I wrote the first little story for the first lesson in the seventh grade text book yesterday. There wasn't much too it. Though I long to write deep thematic, fantastic epics, I've come to grips with writing watered down stories for ESL students. And even though my editors don't have a lick of imagination, I try to drop subtle pictures in that I hope the students will pick up on and perhaps, peek their interest in dreaming.
The story I wrote and sent away yesterday was less than three hundred words. A girl goes on a field trip with her class to the Natural History Museum and goes floor to floor visiting the different exhibits. The top floor, the fifth floor, was the MAN EXHIBIT. The girl sees displays of people playing chess, writing symphonies, constructing skyscrapers, and in the last exhibit, traveling to space.
I got the notes back from the editor today.
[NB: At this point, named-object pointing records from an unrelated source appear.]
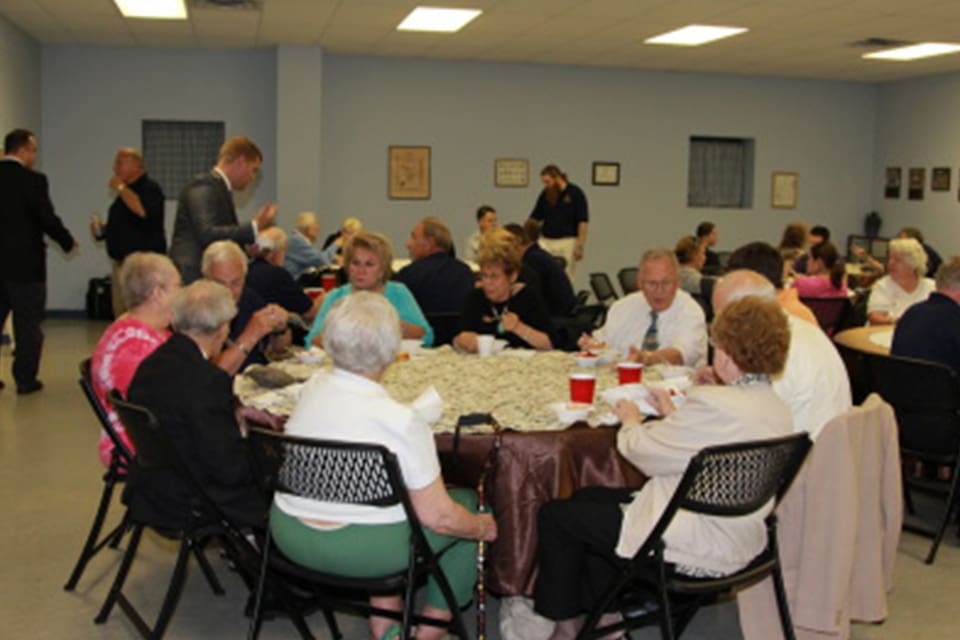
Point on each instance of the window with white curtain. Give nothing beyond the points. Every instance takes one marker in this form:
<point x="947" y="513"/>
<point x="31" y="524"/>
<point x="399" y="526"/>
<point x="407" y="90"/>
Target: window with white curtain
<point x="174" y="151"/>
<point x="721" y="173"/>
She suggested changing that exhibit to show the history of man. "Maybe you could write about cavemen building fires and hunting with spears" she wrote.
No. No. No. Why should I change that? Why do educated people scoff at romantic portrayals of Man, replacing them with brutish cartoon characters?
I am seeing now that almost every shred of imagination is ringed out of educational material. They bore me to tears. I know that children respond when you ask them to open their minds. I have schools requesting that I teach their students. You think someone would ask me why my students don't fall asleep. Why my classes are fun. Why kids open up to me...
I am just tired of people unwilling to believe in magic--the nobility of Man. Children do, that is why we get along so well.